Findings show that an acute marine heatwave can drive sharp declines in sessile invertebrate cover and richness via both direct thermal stress and indirect food limitation from depressed phytoplankton, with effects varying by phylum according to life-history and feeding traits. While giant kelp biomass in the Santa Barbara Channel was relatively resilient during the Blob, known warming-induced kelp declines elsewhere and the observed positive linkage between kelp and invertebrate assemblages imply that future heatwaves may compound impacts on suspension feeders. Increases in understory algae, often following kelp canopy loss, can further suppress sessile invertebrates through space competition. Post-Blob recoveries in total cover masked persistent changes in species composition, including expansion of invasive bryozoans and a warm-affinity native gastropod, signaling a climate-driven shift in community structure. Such taxonomic and functional turnover may alter benthic–pelagic coupling and food web dynamics if the post-heatwave ‘winners’ differ functionally from previously dominant taxa. Overall, the results underscore that marine heatwaves can catalyze lasting ecological transformations beyond immediate biomass losses, with implications for biodiversity, ecosystem functioning, and management of kelp forest systems as heatwaves intensify under climate change.

The study demonstrates that the 2014–2016 Blob marine heatwave precipitated steep declines in sessile invertebrate cover and richness in southern California kelp forests and initiated persistent shifts in community composition that have endured for years. Recovery in total cover post-Blob was driven largely by bryozoans (including invasive species) and mollusks, while sponges recovered slowly. The expansion of invasive bryozoans and a warm-affinity native gastropod suggests a climate-mediated reassembly of sessile invertebrate communities. Given projected increases in marine heatwave frequency and intensity, similar transformational changes are likely across temperate rocky reefs, potentially exacerbated by warming-related declines in kelp and shifts in understory macroalgae. Future research should quantify functional consequences of these compositional changes for benthic–pelagic coupling and food webs, disentangle direct thermal vs. indirect nutritional pathways, assess the role of recruitment bottlenecks under low phytoplankton, and evaluate management strategies to bolster kelp forest resilience.

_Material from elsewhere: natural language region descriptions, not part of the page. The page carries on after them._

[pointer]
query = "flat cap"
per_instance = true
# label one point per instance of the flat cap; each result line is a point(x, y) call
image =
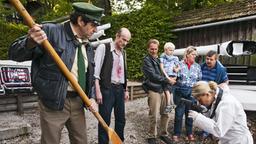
point(89, 10)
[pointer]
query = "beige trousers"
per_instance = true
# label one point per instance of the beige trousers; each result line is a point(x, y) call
point(157, 103)
point(72, 116)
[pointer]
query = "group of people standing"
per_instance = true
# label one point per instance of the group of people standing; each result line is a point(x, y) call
point(102, 74)
point(201, 84)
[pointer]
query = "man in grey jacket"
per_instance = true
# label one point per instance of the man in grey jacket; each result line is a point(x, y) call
point(59, 104)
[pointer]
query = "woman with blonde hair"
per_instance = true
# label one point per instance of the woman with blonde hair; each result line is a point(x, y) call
point(189, 74)
point(227, 120)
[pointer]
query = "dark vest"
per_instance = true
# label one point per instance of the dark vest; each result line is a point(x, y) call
point(107, 66)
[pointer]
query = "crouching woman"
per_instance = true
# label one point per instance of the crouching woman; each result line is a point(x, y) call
point(227, 120)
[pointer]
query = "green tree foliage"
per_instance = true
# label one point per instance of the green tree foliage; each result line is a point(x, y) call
point(149, 22)
point(9, 32)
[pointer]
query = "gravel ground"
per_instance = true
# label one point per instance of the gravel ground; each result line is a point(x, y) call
point(135, 129)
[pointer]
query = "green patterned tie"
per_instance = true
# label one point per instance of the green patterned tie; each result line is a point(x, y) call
point(81, 68)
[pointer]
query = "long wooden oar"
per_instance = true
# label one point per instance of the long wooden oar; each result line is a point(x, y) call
point(113, 137)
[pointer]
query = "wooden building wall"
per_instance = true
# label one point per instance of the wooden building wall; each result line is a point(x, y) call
point(245, 30)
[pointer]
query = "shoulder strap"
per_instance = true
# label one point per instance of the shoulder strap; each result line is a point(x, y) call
point(217, 102)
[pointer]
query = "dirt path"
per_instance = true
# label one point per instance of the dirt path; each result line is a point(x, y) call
point(135, 129)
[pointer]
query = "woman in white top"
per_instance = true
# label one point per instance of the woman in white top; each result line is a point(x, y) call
point(228, 121)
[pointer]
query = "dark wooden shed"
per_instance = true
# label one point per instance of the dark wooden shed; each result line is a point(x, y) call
point(232, 21)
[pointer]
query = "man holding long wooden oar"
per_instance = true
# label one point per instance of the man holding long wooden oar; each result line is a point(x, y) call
point(58, 102)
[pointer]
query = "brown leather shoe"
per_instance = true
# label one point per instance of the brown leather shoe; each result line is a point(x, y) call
point(190, 138)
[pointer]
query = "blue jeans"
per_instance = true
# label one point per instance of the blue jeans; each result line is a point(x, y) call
point(181, 109)
point(112, 98)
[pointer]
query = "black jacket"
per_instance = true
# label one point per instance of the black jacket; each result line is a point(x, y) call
point(153, 78)
point(48, 81)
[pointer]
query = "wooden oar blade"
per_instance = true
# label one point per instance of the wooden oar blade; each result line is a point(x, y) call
point(113, 137)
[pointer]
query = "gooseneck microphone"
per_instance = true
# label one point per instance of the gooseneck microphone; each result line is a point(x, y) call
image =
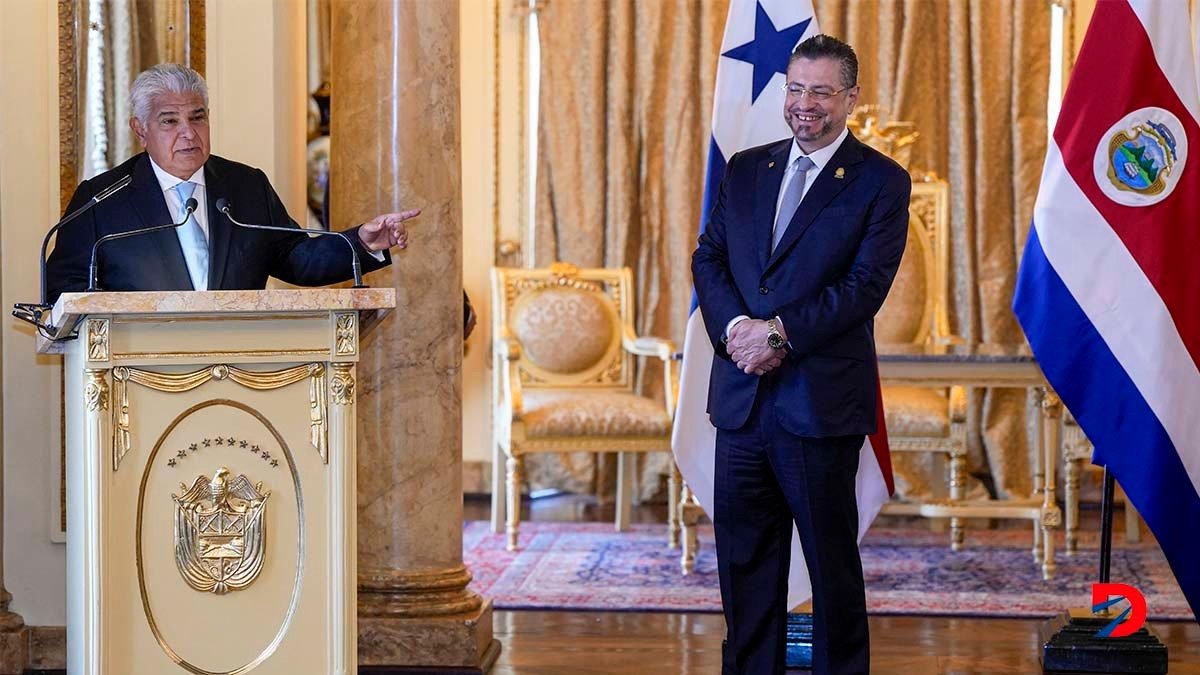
point(93, 272)
point(355, 267)
point(33, 312)
point(121, 183)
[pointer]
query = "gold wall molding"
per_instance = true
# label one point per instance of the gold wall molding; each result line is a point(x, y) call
point(139, 559)
point(341, 387)
point(396, 593)
point(96, 392)
point(180, 382)
point(97, 339)
point(346, 339)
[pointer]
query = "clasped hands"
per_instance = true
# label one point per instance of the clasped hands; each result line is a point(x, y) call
point(747, 345)
point(387, 231)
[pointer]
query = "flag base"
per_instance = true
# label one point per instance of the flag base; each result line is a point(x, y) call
point(1069, 645)
point(799, 640)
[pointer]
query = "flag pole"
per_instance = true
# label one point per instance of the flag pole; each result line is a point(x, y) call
point(1069, 641)
point(1107, 525)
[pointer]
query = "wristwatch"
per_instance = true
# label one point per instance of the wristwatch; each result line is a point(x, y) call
point(774, 338)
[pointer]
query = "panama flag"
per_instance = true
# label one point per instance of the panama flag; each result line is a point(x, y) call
point(748, 111)
point(1109, 287)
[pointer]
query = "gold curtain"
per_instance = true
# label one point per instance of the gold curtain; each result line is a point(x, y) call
point(120, 39)
point(625, 102)
point(623, 135)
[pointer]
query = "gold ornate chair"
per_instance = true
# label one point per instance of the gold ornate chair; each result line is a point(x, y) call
point(1077, 452)
point(913, 318)
point(563, 356)
point(928, 420)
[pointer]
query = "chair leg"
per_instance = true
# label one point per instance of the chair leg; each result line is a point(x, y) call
point(958, 493)
point(689, 519)
point(1133, 523)
point(515, 469)
point(1072, 501)
point(939, 487)
point(625, 465)
point(498, 490)
point(673, 506)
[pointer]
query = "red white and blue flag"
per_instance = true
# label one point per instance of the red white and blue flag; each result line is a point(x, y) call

• Geographic scope was limited to five reefs in the Santa Barbara Channel; results may not generalize across the broader California Current or other temperate systems with different oceanography and community structure.

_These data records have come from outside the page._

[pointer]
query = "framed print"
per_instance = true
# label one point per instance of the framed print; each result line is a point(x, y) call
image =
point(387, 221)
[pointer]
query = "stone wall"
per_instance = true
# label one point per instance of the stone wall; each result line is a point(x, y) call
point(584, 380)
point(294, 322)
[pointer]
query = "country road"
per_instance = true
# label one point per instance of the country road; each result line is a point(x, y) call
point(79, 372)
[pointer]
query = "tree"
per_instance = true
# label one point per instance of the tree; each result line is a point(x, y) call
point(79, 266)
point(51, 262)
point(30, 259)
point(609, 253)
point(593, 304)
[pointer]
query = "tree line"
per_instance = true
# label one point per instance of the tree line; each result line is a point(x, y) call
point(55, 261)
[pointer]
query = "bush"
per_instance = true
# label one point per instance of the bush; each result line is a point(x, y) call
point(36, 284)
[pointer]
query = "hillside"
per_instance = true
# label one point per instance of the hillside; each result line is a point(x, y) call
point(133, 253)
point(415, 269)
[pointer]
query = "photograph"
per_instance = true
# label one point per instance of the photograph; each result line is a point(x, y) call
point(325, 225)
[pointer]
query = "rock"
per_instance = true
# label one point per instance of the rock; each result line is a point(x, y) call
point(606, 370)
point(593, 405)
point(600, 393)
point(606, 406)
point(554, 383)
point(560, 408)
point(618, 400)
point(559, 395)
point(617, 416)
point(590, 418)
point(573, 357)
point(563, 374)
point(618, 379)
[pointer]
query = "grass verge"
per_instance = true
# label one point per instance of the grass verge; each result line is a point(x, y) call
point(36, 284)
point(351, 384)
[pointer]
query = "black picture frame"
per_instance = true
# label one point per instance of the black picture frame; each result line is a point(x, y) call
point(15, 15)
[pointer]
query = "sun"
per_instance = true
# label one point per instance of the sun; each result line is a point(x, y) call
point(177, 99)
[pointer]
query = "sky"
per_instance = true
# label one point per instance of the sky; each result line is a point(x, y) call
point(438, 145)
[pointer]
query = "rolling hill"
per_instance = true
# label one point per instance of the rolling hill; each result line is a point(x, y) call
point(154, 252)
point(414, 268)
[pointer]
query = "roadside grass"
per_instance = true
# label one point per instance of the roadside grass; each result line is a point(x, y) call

• Observational design limits causal attribution among concurrent drivers (temperature, stratification, food supply) during the Blob.
• Temporal sampling intensity varied among years and seasons, and some methodological descriptions indicate gaps or changes in sampling frequency, which could influence fine-scale temporal inference.
• Proxies (e.g., satellite chlorophyll-a for food availability nearshore) and site-level biomass estimates may not capture all local variability relevant to sessile invertebrates.
• Some taxa were grouped to higher categories when species-level identification was not possible, potentially obscuring species-specific responses.